There are altogether $pq-1$ positive integers less than $pq$, so there must be $$(pq-1)-(p+q-2) = pq-p-q+1 = (p-1)(q-1)$$ positive integers less than $pq$ that are relatively prime to $pq$. Thus, $\varphi(pq) = (p-1)(q-1) =$ $\varphi(p)\varphi(q)$.
Crucial is that the two sets of multiples are disjoint, since $\rm\ p\:\mathbb Z\cap q\:\mathbb Z\ =\ p\:q\:\: \mathbb Z\$ by $\rm\:(p,q)=1\:.\quad$ – Bill Dubuque Sep 22 '11 at 0:50
What you are asking about is a special case of the multiplicativity of the totient function $\varphi$. In general, a function $f: \mathbb{Z}^+ \rightarrow \mathbb{R}$ is multiplicative if for all $n_1$ and $n_2$ with $\operatorname{gcd}(n_1,n_2) = 1$, $f(n_1 n_2) = f(n_1) f(n_2)$. (One might not have expected the definition to include the restriction that $n_1$ and $n_2$ have no common factor: functions which satisfy $f(n_1 n_2) = f(n_1) f(n_2)$ for all $n_1,n_2 \in \mathbb{Z}^+$ are called completely multiplicative.

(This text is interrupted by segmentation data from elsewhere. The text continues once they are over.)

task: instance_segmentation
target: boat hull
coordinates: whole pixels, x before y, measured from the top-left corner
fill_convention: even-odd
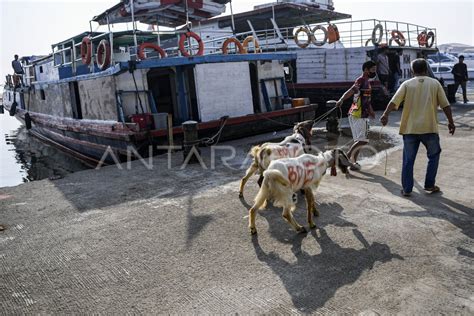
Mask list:
[[[8,105],[6,111],[10,110]],[[243,117],[228,118],[221,130],[223,121],[211,121],[198,124],[199,138],[220,135],[219,141],[253,136],[260,133],[290,129],[294,123],[314,119],[317,106],[302,106],[291,109],[259,113]],[[17,109],[15,117],[25,123],[26,111]],[[165,129],[134,131],[118,129],[117,123],[100,123],[101,129],[92,128],[88,121],[61,119],[49,115],[29,112],[31,129],[29,133],[40,140],[81,160],[90,167],[99,164],[118,162],[147,157],[164,152],[162,147],[169,144],[168,131]],[[122,124],[119,124],[122,126]],[[115,126],[115,127],[114,127]],[[183,144],[183,129],[174,127],[173,146]],[[216,143],[207,144],[215,145]],[[206,145],[202,143],[201,145]]]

But this latter property is somehow too strong: many of the most common "arithmetical functions" studied in elementary / analytic number theory are multiplicative, but very few are completely multiplicative. For instance $\varphi$ is not completely multiplicative: for any prime number $p$, $\varphi(p^2) = p^2 -p = p(p-1) \neq (p-1)^2 = \varphi(p) \varphi(p)$.)
An elementary proof (well, I have never seen any other kind...) of the multiplicativity of $\varphi$ using the Chinese Remainder Theorem can be found in $\S 2.4$ of these notes. Knowing that $\varphi$ is multiplicative leads to an explicit formula for $\varphi(n)$ in terms of the prime factorization of $n$, since for any prime power $p^a$, the numbers between $1$ and $p^a$ which are relatively prime to $p^a$ are precisely the ones which are not multiples of $p$, so $\varphi(p^a) = p^a - p^{a-1} = p^{a-1}(p-1)$. For a second (still elementary!) proof of the multiplicativity of $\varphi$, see $\S 2.1$ of these notes. This latter proof uses the Möbius Inversion Formula.